The chairman, Site Association of Industry, Mohammad Nisar Sheikhani said that the new government in India could not change the current mindset of Indian public and the industrialists as both are in favour of free trade relations.
Pakistani business community also want trade relations between the two countries to flourish further. Exchange of trade delegations and Safta agreement in the last few months were enough to judge the intentions of the governments.
"I think the Congress led government is more moderate and will definitely not reverse the prevailing calm trade related developments, particularly the SAFTA agreement, as it is also in the interest of the new Indian government," Site chief said.
Chairman Korangi Association of Trade and Industry (KATI), Mian Zahid Hussain also forecasted a positive future business outlook between the two countries no matter which party runs the new Indian government.
"Trade relations will improve," he said adding that both the governments are well aware of their economic and political situations in the region and they are now focussing on improving the volume of regional trade.
Currently, a wave of improving political and economic relations is going with a swift pace and hopefully, the Congress people, considered more moderate, would endeavour to further push up the economic activities between the two countries. Likewise, political relations are also likely to improve in near future.
According to KCCI findings, many businessmen were of the view that trade with India was not a threat but an opportunity. In an era of globalisation, which contemplates liberalization of trade also, the maxim of 'survival of the fittest' would be the touchstone of trade promotion.
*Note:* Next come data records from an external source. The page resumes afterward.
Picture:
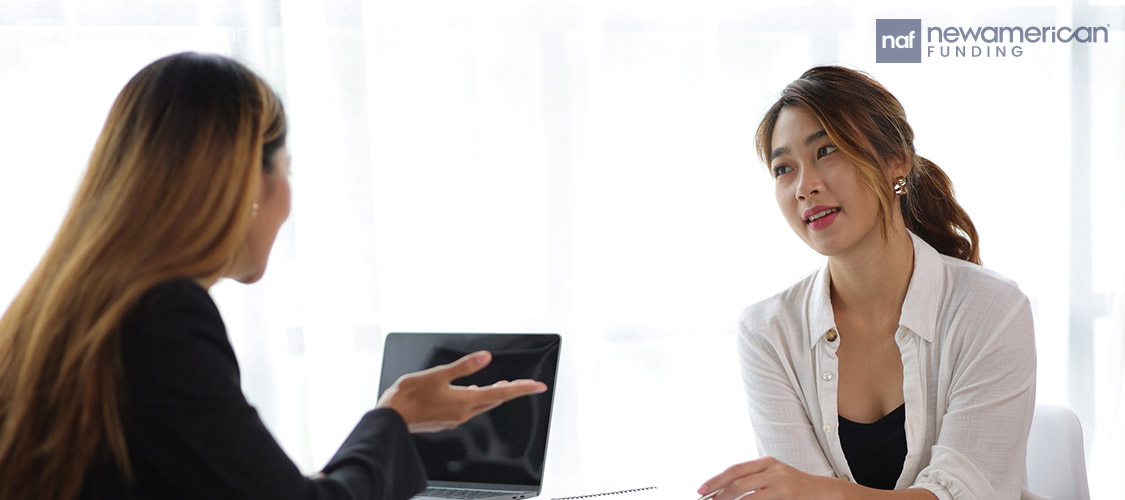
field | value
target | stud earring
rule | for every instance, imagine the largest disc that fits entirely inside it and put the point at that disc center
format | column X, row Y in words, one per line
column 900, row 186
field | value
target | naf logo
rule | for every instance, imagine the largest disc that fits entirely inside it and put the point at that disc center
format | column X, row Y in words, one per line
column 898, row 41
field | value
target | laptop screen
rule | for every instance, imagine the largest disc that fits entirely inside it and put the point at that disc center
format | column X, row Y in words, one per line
column 504, row 446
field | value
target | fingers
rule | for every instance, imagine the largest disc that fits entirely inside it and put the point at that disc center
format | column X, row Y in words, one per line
column 467, row 365
column 734, row 473
column 504, row 391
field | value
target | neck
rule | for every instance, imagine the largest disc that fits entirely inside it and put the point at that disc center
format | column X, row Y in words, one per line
column 207, row 283
column 873, row 282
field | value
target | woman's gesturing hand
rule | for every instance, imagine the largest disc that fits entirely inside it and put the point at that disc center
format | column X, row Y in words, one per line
column 429, row 402
column 770, row 479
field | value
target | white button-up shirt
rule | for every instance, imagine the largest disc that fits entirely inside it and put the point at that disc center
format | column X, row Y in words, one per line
column 968, row 348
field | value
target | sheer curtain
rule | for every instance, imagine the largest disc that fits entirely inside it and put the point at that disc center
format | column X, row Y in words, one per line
column 586, row 168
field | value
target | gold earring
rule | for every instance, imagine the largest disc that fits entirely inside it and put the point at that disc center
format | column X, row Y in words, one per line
column 900, row 186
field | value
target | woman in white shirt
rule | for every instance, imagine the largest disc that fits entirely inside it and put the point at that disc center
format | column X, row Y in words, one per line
column 902, row 368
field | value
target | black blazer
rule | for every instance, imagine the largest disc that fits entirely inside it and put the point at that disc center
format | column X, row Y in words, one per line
column 191, row 434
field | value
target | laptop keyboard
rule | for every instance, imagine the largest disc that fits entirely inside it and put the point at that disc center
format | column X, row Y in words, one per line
column 449, row 492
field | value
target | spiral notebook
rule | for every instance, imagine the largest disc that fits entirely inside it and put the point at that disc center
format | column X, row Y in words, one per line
column 624, row 494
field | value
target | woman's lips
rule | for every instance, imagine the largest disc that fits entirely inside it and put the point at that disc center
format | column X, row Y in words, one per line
column 820, row 216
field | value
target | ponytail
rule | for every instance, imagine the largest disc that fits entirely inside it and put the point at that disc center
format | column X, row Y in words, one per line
column 932, row 212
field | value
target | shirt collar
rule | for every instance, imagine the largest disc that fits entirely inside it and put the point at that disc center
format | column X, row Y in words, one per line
column 919, row 309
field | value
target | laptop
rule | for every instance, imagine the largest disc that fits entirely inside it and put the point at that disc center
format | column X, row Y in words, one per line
column 500, row 454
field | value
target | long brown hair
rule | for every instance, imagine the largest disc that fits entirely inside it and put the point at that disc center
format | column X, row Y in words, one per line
column 869, row 125
column 168, row 193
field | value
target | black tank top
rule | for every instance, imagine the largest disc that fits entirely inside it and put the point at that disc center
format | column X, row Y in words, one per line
column 875, row 452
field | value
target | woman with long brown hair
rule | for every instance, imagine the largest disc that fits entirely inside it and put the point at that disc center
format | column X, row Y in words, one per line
column 116, row 375
column 902, row 368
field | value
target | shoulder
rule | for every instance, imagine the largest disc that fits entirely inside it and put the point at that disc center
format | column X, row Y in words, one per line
column 174, row 347
column 975, row 286
column 981, row 307
column 176, row 293
column 779, row 315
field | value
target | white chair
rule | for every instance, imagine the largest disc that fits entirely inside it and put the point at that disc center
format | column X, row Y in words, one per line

As such the days of captive market will no more return.
It is however a fact that the Indian industry enjoys supremacy in value-added goods, including engineering, auto-industry, cement, pharmaceutical, chemicals, software and other high-tech industries, whereas Pakistan edge lies in certain categories of textile products, leather goods, fruits, vegetables, etc.
The freer trade with India would also eliminate or at least contain the element of smuggling or trade through third country.
The governments of both the countries would, therefore, be beneficiary in terms of tax-revenue and the businessmen would be able to purchase low cost of goods at a comparatively low freight rates. The consumers at large will be benefited as a result of fierce competition.
The Indian businessmen identify a few road-blocks including the problem in travelling, emanating from police-reporting, non- grant of MFN status to India and the growing volume of trade through illegal channels and smuggling, causing stifling-effect on the genuine trade and industry as well as loss of revenue to the governments.